Gozo e sexualidade parecem conceitos incompatíveis com a doutrina católica.
Não é assim. A mensagem bíblica foi a primeira, historicamente falando, a fazer ver a diferença sexual de uma óptica absolutamente positiva e criativa, como dom de Deus. Mas como em todas as coisas humanas, o positivo, o bem, o verdadeiro nunca são fáceis. Mas sem o belo, o bom, o verdadeiro, a vida enfraquece, não há em si energia para conduzir ao marasmo do real.
No livro dos Provérbios, entre as coisas muito árduas para compreender, o autor considera ‘o caminho do homem numa jovem mulher’. A mulher é a figura daquela que está no começo: eu saio dela ao nascer. Então, quando o homem e a mulher se encontram, fazem ao mesmo tempo a experiência de recomeçar aquilo que de qualquer forma já conheciam e de dar vida a uma novidade. Aqui existe a intrínseca raiz da fecundidade. O amor objectivo nunca é uma relação a dois. Aprendemo-lo através da Trindade.
Mas o que tem a reforma da Igreja a ver com isso?
Tem tudo a ver! Fundamental para a reforma da Igreja é reencontrar testemunhas credíveis do belo amor que Cristo, com uma infinidade de santos na sua grande maioria anónimos, introduziu na história. Penso em tantas gerações vividas na lógica do belo amor. Penso nos meus pais, nos olhos com que o meu pai aos noventa anos olhava a minha mãe também com noventa, doente, debilitada por um cancro violento nos rins. (...) Que amor teria sobrevivido melhor ao Eu do que esta ligação indissolúvel? Objectivamente não há comparação entre a densidade de uma experiência assim definitiva e o passar indefinido de uma sequência de relações precárias.

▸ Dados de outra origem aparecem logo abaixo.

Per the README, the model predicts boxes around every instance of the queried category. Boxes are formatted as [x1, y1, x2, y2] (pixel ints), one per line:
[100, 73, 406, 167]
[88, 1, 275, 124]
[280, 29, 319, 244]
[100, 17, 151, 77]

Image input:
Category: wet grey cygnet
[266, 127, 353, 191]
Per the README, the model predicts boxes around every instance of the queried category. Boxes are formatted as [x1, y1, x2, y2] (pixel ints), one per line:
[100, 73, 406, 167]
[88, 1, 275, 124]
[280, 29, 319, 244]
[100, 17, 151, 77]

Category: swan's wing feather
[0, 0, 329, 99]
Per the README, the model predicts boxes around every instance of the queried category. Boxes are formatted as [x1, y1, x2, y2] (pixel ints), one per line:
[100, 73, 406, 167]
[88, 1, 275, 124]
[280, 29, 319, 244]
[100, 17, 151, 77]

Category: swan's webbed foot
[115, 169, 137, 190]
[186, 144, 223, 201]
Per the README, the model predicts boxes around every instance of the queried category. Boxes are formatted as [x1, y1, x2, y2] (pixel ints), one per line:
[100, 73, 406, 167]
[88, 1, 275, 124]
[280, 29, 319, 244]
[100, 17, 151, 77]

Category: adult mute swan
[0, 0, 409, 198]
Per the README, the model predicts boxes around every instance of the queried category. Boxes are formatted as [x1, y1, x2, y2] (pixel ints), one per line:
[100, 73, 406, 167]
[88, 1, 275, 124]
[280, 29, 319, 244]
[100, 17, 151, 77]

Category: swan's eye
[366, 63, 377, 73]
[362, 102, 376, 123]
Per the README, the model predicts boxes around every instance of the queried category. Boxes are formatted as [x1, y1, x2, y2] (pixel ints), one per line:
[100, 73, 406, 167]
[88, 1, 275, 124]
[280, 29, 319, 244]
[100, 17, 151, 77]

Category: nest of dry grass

No fim, quer seja a necessidade de amar definitivamente, quer seja a fragilidade sexual serão marcadas pelo terror da morte.
Para amar verdadeiramente devo ser amado definitivamente, ou seja, além da morte; e é isto que Jesus veio fazer. Se há um delito que nós, cristãos, cometemos, é não mostrar o dom maravilhoso de Jesus: dar a vida para nos fazer entender a beleza do amor objectivo e efectivo. Isto tem sempre um carácter nupcial, inseparável conexão de diferença, dom de si e fecundidade. O outro não está fora do meu Eu, o outro permeia-me todos os dias; a minha própria concepção está ligada a este permear-me. Por isso, humanizar a sexualidade através da castidade é um recurso capital para vencer a aposta do pós-moderno, para o homem do terceiro milénio que queira salvar o caminho do belo amor, que nos faz gozar verdadeiramente a vida.